Displaying a clear loyalty to going “woke” over proficiently and equally educating America’s youth, President Joe Biden has released a 13-page list of new rules and regulations for charter schools that make it far more difficult for them to receive federal funding. The precisely timed sneak attack against these schools was carried out under the camouflage of other breaking news – Democrats apparently hoping it would go unnoticed. Sadly, it means low-income families will likely be deprived of the opportunity for their kids to obtain a premium education.
The New Rules
Charter schools have been an incredible option for underprivileged kids, especially when traditional public systems are having a tough time providing quality education. Parents finally had another choice. But without financial assistance from the government, this system will likely falter and kids will be forced to attend underperforming and understaffed public schools.
Under the proposed changes, charters must team up with one or more public institutions to produce a letter that proves collaboration in adhering to the new rules. This is a tall order considering many public schools blame charters for their decreased enrollment and are not likely to be overly helpful.
Additionally, charters will face massive and excruciatingly tedious paperwork to meet the new requirements. The proposal also requires them to supply reports outlining the socioeconomic and racial diversity within the student body and staff, even though it is well known that these particular schools exist to furnish a better learning environment for low-income students.
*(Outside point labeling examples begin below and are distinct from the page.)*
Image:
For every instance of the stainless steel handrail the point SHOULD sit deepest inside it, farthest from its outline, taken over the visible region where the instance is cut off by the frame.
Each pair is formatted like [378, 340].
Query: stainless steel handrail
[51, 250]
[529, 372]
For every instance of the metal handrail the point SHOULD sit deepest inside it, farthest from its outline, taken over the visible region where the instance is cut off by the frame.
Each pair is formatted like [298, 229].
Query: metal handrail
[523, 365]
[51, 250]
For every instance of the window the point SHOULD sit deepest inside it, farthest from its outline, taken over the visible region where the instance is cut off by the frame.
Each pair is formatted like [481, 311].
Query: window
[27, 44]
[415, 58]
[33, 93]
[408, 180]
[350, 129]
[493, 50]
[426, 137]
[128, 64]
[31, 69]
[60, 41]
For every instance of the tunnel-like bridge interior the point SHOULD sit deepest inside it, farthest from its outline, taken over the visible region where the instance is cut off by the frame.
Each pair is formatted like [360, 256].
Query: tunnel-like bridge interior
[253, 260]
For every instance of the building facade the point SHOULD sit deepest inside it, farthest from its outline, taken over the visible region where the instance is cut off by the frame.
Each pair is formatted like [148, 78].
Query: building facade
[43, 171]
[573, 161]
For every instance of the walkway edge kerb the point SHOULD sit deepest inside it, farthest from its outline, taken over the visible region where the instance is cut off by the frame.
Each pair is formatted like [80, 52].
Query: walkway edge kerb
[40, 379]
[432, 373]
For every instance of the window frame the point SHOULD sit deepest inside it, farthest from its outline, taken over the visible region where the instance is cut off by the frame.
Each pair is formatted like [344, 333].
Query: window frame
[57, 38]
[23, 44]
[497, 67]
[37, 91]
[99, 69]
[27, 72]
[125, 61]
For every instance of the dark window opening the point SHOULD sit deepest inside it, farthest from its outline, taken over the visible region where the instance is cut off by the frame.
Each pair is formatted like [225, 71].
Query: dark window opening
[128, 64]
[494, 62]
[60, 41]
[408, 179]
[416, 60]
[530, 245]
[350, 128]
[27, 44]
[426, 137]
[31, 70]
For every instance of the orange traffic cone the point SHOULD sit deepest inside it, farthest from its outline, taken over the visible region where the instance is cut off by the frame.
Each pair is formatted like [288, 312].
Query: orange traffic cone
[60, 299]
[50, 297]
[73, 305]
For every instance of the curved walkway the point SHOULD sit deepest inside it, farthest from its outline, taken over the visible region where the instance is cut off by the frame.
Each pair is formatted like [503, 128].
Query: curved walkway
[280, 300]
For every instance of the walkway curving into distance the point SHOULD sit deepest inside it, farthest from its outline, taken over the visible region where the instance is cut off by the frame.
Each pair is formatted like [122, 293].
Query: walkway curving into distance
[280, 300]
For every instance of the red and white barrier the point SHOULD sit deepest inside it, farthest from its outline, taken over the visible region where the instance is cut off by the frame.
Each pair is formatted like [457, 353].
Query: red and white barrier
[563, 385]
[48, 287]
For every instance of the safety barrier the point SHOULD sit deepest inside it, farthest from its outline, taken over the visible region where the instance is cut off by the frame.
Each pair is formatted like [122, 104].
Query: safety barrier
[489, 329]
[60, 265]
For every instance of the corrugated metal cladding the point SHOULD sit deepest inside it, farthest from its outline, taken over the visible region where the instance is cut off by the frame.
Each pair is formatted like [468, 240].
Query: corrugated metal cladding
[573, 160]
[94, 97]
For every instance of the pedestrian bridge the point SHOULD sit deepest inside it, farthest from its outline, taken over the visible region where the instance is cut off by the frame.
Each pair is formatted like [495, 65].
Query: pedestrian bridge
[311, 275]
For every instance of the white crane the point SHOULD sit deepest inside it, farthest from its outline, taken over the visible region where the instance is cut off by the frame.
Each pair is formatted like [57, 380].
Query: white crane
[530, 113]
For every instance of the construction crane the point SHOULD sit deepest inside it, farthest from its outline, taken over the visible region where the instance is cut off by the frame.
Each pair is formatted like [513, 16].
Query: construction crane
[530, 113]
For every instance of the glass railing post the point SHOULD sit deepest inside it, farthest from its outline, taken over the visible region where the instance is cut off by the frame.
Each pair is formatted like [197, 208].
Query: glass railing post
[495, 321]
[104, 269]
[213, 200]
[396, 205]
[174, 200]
Maybe the most significant blow to the charter school system is the slashed funding. Nina Rees, president and CEO of the National Alliance for Public Charter Schools, applauded some of Biden’s changes but is less than thrilled with his choice to defund charters. Rees said, “Many students who attend public charter schools are part of these groups and have been historically underserved – nearly 70% of charter school students are Black or Brown and nearly 60% qualify for free or reduced-price lunch. We were therefore disappointed that President Biden’s FY23 budget proposal did not include an increase in funding for the Charter Schools Program (CSP). The CSP is the nation’s only source of dedicated federal funding for the creation of these unique public schools.”
Build Back Better?
Biden has clearly spoken about education and its role in his Build Back Better initiative that purports to emphasize equity, promising to make vast improvements and create academic opportunities for impoverished black and brown communities. With more than 3.5 million students attending public charter schools, it seems counterintuitive to suspend their ability to improve the educational experience for so many young people.
Equity, defined as fairness and impartiality, would seem to demand more, not fewer, opportunities for those who need them. However, this new proposal could result in those same children losing their chance to gain more thorough training and instruction. Rees addressed this as well: “The President’s budget, released on the heels of new CSP rules and regulations proposed by the U.S. Department of Education, sets a troubling pattern. The proposed rules and regulations would disproportionately impact single-site, rural, Black, Brown, and Native charter school leaders, and the very students the Administration is looking to support in significant parts of the President’s budget. This back-door attempt to prevent new charter schools from opening runs counter to the very purpose of the CSP.”
Why would the Biden administration propose the kinds of changes that adversely affect demographics supposedly targeted for greater assistance? Like so much else about Mr. Biden’s handling of economic and social policy, that is not at all clear.